From a US Department of Justice Press Release:
A former New Orleans Police Department (NOPD) officer was sentenced today to serve five years in prison for his role in covering up a police-involved shooting that occurred on the Danziger Bridge in the days after Hurricane Katrina.
Robert Barrios was one of several officers who rode in a large Budget rental truck to the Danziger Bridge on Sept. 4, 2005, where officers engaged in a shooting incident that left two civilians dead and four others seriously injured.
In April 2010, Barrios admitted that he agreed with other officers to obstruct justice during the investigations that followed the shooting.
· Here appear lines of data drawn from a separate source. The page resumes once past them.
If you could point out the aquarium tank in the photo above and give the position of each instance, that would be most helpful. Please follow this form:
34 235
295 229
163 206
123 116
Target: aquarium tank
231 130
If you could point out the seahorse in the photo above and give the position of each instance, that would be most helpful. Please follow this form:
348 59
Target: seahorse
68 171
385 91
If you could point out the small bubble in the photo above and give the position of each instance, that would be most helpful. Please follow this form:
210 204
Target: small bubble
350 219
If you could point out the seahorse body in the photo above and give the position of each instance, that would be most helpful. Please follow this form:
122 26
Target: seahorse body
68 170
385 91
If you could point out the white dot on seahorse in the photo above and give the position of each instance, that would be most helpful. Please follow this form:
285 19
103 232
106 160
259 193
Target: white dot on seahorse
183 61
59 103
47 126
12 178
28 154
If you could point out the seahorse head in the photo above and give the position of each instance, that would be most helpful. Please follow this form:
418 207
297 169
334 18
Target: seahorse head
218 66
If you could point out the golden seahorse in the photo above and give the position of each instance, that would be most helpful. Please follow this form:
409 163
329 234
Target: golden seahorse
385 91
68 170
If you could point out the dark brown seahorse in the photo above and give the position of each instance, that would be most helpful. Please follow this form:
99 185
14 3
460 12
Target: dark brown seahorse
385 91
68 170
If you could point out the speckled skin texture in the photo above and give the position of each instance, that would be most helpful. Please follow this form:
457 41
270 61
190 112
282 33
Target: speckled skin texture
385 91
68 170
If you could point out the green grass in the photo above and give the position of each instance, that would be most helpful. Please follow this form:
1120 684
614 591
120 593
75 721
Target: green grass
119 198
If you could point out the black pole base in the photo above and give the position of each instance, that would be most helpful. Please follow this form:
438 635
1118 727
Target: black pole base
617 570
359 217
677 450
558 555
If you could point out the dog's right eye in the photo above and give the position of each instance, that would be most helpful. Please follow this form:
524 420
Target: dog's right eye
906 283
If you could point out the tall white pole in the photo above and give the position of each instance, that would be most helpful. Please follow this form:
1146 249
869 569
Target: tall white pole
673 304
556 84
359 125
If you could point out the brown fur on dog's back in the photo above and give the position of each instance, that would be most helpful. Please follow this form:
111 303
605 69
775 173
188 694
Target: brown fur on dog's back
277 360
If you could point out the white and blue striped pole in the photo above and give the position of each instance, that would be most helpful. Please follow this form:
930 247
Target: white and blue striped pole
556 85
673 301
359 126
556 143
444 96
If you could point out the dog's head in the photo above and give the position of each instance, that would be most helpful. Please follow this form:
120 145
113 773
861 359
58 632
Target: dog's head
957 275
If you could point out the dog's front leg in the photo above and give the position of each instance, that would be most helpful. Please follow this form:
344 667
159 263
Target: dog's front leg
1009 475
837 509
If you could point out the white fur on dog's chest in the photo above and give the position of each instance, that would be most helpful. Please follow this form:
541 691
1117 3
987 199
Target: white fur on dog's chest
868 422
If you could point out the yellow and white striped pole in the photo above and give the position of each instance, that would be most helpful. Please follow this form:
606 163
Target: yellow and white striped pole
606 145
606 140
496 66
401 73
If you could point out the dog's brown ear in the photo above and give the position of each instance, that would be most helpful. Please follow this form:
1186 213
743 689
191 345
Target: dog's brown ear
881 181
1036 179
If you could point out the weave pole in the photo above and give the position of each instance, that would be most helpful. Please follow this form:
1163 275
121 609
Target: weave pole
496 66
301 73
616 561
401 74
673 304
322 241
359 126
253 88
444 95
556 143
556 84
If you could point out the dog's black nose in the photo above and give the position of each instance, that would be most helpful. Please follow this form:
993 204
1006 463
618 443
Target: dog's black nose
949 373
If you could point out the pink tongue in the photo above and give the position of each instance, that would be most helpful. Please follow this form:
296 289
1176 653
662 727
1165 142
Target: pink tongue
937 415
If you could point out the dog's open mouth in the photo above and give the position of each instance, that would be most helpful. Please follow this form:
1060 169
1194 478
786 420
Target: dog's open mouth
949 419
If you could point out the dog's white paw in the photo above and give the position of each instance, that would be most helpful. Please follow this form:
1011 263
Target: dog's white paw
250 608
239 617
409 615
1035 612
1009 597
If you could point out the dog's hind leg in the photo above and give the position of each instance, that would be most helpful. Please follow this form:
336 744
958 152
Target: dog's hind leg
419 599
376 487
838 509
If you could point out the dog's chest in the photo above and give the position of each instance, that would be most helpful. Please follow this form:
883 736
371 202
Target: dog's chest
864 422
Barrios also admitted that, prior to giving a formal, audio-taped statement to NOPD investigators, he and other officers participated in a meeting with two sergeants assigned to investigate the shooting, during which the officers were instructed to get their stories straight before giving their formal statements. Barrios further admitted that he lied, in a formal NOPD statement, in order to help cover for his fellow officers, and that the purpose of the conspiracy he joined was to provide false and misleading information in order to ensure that the shootings on the bridge would appear to be legally justified and that the involved officers would therefore be shielded from liability.
Barrios is the fifth cooperating police officer to be sentenced in this case. Former Lieutenant Michael Lohman, former Detective Jeffrey Lehrmann, and former Officers Michael Hunter and Ignatius Hills are all serving federal prison sentences. The five officers who were convicted at trial – Sergeants Kenneth Bowen, Robert Gisevius, and Arthur “Archie” Kaufman; Officer Anthony Villavaso; and former Officer Robert Faulcon – are scheduled to be sentenced by U. S. District Court Judge Kurt Engelhardt on Feb. 14, 2012.
This case was investigated by the New Orleans Field Office of the FBI, and was prosecuted by Deputy Chief Bobbi Bernstein and Trial Attorney Forrest Christian of the Justice Department’s Civil Rights Division, along with Assistant U.S. Attorney Ted Carter for the Eastern District of Louisiana.